“There is no such thing as an attention span. There is only the quality of what you are viewing. This whole idea of an attention span is, I think, a misnomer. People have an infinite attention span if you are entertaining them.”
Jerry Seinfeld
“The easiest thing in the world for a reader to do is to stop reading.”
The late, great, Bernard “Barney” Kilgore, who became Managing Editor of The Wall Street Journal in 1941. WSJ recalled how, “on the morning after Pearl Harbor, other newspapers recounted the facts already known to all the day before through radio. The Journal’s page-one story instead began, ‘War with Japan means industrial revolution in the United States.’” Kilgore grew WSJ’s circulation from 33,000 in the 1940s to one million by the 1960s, “by adapting the newspaper to a role reflecting how people used different media for news.”
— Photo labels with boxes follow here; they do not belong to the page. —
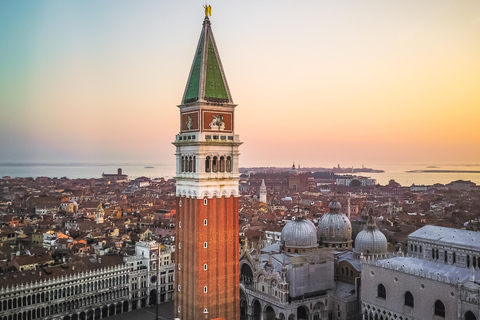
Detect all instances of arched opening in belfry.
[253,300,262,320]
[297,306,308,320]
[465,311,477,320]
[240,263,253,286]
[263,306,276,320]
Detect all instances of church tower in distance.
[173,13,241,320]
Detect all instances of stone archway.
[87,309,94,320]
[102,306,108,319]
[253,300,262,320]
[297,306,308,320]
[465,311,477,320]
[240,297,248,320]
[149,289,157,306]
[240,263,253,287]
[95,307,102,320]
[263,306,276,320]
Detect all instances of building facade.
[0,242,175,320]
[362,226,480,320]
[173,13,241,320]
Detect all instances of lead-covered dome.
[318,200,352,248]
[353,216,388,256]
[282,217,318,249]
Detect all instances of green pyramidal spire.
[182,17,233,104]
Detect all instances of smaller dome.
[282,218,318,249]
[328,200,342,210]
[353,216,388,256]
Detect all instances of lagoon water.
[0,163,480,186]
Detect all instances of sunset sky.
[0,0,480,166]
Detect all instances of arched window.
[219,156,225,172]
[435,300,445,318]
[205,157,212,172]
[226,157,232,172]
[377,283,387,299]
[404,291,414,308]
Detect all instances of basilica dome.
[353,216,387,256]
[282,217,318,249]
[318,200,352,248]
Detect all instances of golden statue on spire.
[203,5,212,18]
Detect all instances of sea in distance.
[0,163,480,186]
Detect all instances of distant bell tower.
[260,179,267,204]
[95,204,105,224]
[173,10,241,320]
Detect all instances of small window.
[404,291,414,308]
[377,283,387,299]
[435,300,445,318]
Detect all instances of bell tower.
[173,9,241,320]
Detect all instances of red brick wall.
[174,196,240,320]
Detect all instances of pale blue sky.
[0,0,480,166]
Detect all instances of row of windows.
[181,156,232,172]
[377,284,445,318]
[178,219,208,229]
[205,156,232,172]
[182,156,197,172]
[0,275,128,310]
[3,288,128,317]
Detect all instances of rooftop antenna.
[203,2,212,18]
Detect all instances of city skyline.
[0,1,480,166]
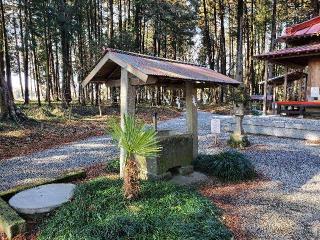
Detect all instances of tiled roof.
[255,43,320,59]
[106,49,239,84]
[279,16,320,40]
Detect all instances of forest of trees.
[0,0,319,118]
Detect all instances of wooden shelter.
[255,17,320,115]
[82,49,240,175]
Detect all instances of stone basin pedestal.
[138,130,193,179]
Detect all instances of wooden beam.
[109,52,148,82]
[81,53,109,87]
[283,67,288,101]
[185,82,198,159]
[263,61,269,115]
[120,68,136,177]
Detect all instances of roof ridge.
[285,16,320,34]
[105,48,207,68]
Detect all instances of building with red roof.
[255,16,320,115]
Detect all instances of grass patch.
[193,151,257,182]
[106,158,120,173]
[38,178,232,240]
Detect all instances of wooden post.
[272,83,277,114]
[186,82,198,159]
[283,67,288,101]
[263,61,269,115]
[120,68,136,177]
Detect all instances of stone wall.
[213,116,320,140]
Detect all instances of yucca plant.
[111,116,161,199]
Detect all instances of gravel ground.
[0,112,320,239]
[0,136,118,191]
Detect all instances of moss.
[38,178,232,240]
[193,151,257,182]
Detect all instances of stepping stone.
[9,183,75,215]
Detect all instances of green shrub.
[194,151,256,182]
[228,134,250,149]
[38,178,232,240]
[106,158,120,173]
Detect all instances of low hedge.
[193,151,257,182]
[38,178,232,240]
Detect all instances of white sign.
[211,119,221,134]
[311,87,320,98]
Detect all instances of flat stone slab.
[170,172,209,186]
[9,183,76,215]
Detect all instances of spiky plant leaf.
[111,116,161,157]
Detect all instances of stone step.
[0,198,26,240]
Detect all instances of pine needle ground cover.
[39,178,232,240]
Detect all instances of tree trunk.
[311,0,320,17]
[1,1,13,99]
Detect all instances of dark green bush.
[228,134,250,149]
[38,178,232,240]
[194,151,256,182]
[106,158,120,173]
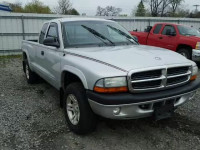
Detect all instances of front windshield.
[178,25,200,36]
[62,21,137,48]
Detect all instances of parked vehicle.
[130,23,200,61]
[22,18,200,134]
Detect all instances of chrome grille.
[129,65,191,92]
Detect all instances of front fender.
[61,65,88,89]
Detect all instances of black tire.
[177,48,192,60]
[64,82,97,134]
[24,60,38,84]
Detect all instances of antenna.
[193,5,200,12]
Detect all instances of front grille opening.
[131,70,162,80]
[167,67,189,76]
[153,101,164,109]
[132,80,162,89]
[167,75,188,85]
[165,99,175,105]
[139,104,151,110]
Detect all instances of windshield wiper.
[81,25,115,46]
[107,25,136,44]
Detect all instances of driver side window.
[162,25,176,35]
[46,23,58,39]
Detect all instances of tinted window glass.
[47,25,58,38]
[178,25,200,37]
[62,21,137,47]
[153,24,162,34]
[39,23,48,44]
[162,25,176,35]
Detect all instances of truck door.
[42,22,62,87]
[160,25,177,50]
[147,24,163,47]
[34,23,49,76]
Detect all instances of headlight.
[190,66,198,80]
[195,42,200,50]
[94,77,128,93]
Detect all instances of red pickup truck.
[130,23,200,61]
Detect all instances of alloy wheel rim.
[66,94,80,125]
[26,65,29,79]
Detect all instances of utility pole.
[193,5,200,12]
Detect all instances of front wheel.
[177,48,191,59]
[64,83,97,134]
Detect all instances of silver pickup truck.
[22,18,200,134]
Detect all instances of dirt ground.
[0,58,200,150]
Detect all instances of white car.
[22,18,200,134]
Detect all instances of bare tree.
[144,0,183,17]
[96,6,122,16]
[170,0,184,16]
[96,6,105,16]
[54,0,72,15]
[160,0,171,17]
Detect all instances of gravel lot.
[0,58,200,150]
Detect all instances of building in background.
[0,3,12,13]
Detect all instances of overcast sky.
[0,0,200,16]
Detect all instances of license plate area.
[154,103,175,120]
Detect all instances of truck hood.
[65,45,190,71]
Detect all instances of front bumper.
[192,49,200,62]
[87,80,200,119]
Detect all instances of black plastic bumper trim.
[86,79,200,105]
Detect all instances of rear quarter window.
[153,24,162,34]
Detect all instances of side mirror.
[166,29,176,36]
[145,26,152,33]
[43,37,60,48]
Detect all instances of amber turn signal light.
[190,75,197,81]
[94,86,128,93]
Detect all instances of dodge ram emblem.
[155,57,161,60]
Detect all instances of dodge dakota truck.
[130,23,200,62]
[22,18,200,134]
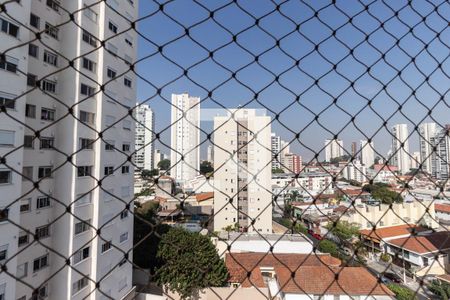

“If you were down to your last dollar, would you spend it on this record, or would you buy a sandwich?”
Standard question by Motown Records founder Berry Gordy, to the panel he would assemble to audition songs recorded at the Hitsville USA studios in Detroit, back when his label dominated the charts in the 1960s.
Thus, The Manifesto…
Attention is fragile. People are pacing in front of the microwave oven! It’s never been more important to distill what-you’re-trying-to-say into what-we-now-call “an elevator speech.” Accordingly…
As the teacher asked in Public Speaking 101, “At the end of the speech, what one thing do you want ’em to remember?“ Prep accordingly.
This sign, on the newsroom wall at WPTF Radio in Raleigh NC reminds newscasters that less is more.
Ernest Hemingway, himself a news guy, said “write it like a telegram.” Adjectives can be lazy.
“YOU” and “YOUR” are powerful, no-less-than magic words.
Are you talking to the right person? Only negotiate with people who have authority. And learn to identify “sneezers” (influentials, opinion leaders). When they speak, others “catch it.” And your seeming-to-BE a sneezer will enhance your own communication.
That said…
Talk with everybody. When you interact with strangers, have “a moment.” Converse with people who wait on you. Smile at people in the elevator. You never know what fortunate “small world” story you could end up a-part-of.
Negotiation is the ultimate communication. The answer “no” is a break-even, so ask.
Body language can speak louder than the spoken word. It helps to sound like you know what you’re talking about, and look-like-you-belong where-you’re-trying-to-go…perhaps without credentials? 😉
Don’t break-into jail. As lawyers say: “Never ask a question if you don’t already know the answer.” And, as my attorney put it: “If you’re asked ‘Are you wearing a watch?’ say ‘Yes.’ Don’t tell ’em what-time-it-is.”
Self-deprecating humor underlines the no-frills value message at New England’s Building 19 closeout store chain. Fun is fine.
Another example: Rather than “No Trespassing,” a land owner in my town posted a sign that reads “Deer Tick Breeding Farm.”
The media is neither your friend nor your enemy. They don’t know as much about your story as you do, and it’s not their job to make-the-point-you-want-to-make…and recent draconian staffing cutbacks make it easier than ever to “do their homework for them.”